Well, SysV init did add the whole business of run levels, a jungle of symbolic links, etc., when before there was basically one script that was run during boot. A trivial difference, to be sure :^) At the time SysV init was about as revolutionary compared to the prior approach as systemd is today compared to SysV init. Today's systemd haters would probably have railed against it with the same vituperation.
I haven't done much with upstart, but from what little I've seen of it, it's also based on shell scripts.
With that logic, it would make sense to claim that an air mattress is similar in use and performance to an aircraft carrier since they are both based on the physical principle of flotation.
systemd strongly encourages (if not outright requires) that the logic be implemented in C code
It is true that many of the boot-up tasks that systemd performs, which were traditionally implemented as shell scripts, are provided in the shape of C-based executables.

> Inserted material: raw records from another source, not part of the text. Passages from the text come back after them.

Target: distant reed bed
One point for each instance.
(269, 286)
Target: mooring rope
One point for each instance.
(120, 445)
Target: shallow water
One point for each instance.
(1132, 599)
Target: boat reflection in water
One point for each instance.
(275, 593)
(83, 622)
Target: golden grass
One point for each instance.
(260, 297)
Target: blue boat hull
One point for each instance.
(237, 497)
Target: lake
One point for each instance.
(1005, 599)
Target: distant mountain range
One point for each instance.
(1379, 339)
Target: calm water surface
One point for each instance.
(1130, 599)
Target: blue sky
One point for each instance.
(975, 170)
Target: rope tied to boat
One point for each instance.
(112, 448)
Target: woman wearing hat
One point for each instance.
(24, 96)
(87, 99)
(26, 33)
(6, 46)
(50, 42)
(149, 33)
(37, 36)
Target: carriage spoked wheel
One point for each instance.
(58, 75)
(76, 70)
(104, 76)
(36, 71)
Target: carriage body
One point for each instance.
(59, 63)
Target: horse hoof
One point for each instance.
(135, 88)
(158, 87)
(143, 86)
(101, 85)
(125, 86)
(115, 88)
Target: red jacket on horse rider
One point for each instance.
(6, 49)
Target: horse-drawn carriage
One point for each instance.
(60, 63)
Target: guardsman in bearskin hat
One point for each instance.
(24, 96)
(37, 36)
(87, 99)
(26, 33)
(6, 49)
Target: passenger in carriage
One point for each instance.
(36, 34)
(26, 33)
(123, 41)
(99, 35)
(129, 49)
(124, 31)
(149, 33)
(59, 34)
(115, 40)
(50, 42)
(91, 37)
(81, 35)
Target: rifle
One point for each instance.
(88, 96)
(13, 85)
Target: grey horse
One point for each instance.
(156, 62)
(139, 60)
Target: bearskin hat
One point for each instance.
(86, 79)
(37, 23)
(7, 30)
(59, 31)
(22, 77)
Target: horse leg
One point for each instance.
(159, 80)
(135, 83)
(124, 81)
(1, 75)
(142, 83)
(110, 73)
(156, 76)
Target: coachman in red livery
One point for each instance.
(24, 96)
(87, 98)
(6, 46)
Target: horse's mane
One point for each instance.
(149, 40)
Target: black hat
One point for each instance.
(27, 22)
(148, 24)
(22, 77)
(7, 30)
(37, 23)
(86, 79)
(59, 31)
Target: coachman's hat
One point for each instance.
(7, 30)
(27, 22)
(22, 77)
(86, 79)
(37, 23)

I don't think this is an actual requirement; I seem to recall that the basic idea is to speed up the proceedings. As far as I know there would be no problem with adding things that are implemented in shell code, or replacing some of the C-based tools with shell-based implementations if that proved necessary.
As far as service management is concerned, systemd does implement most of the required logic itself and only relies on non-executable configuration files for the details. This is actually a good thing in my book since, among other benefits, it potentially leads to increased standardisation, where right now the shell-based init scripts are different from one distribution to the next. Again, systemd makes it possible to use traditional SysV-init style init scripts if the administrator so desires. I don't see it as a big problem.
I'm sorry but I don't really see what the rest of your comment has to do with anything.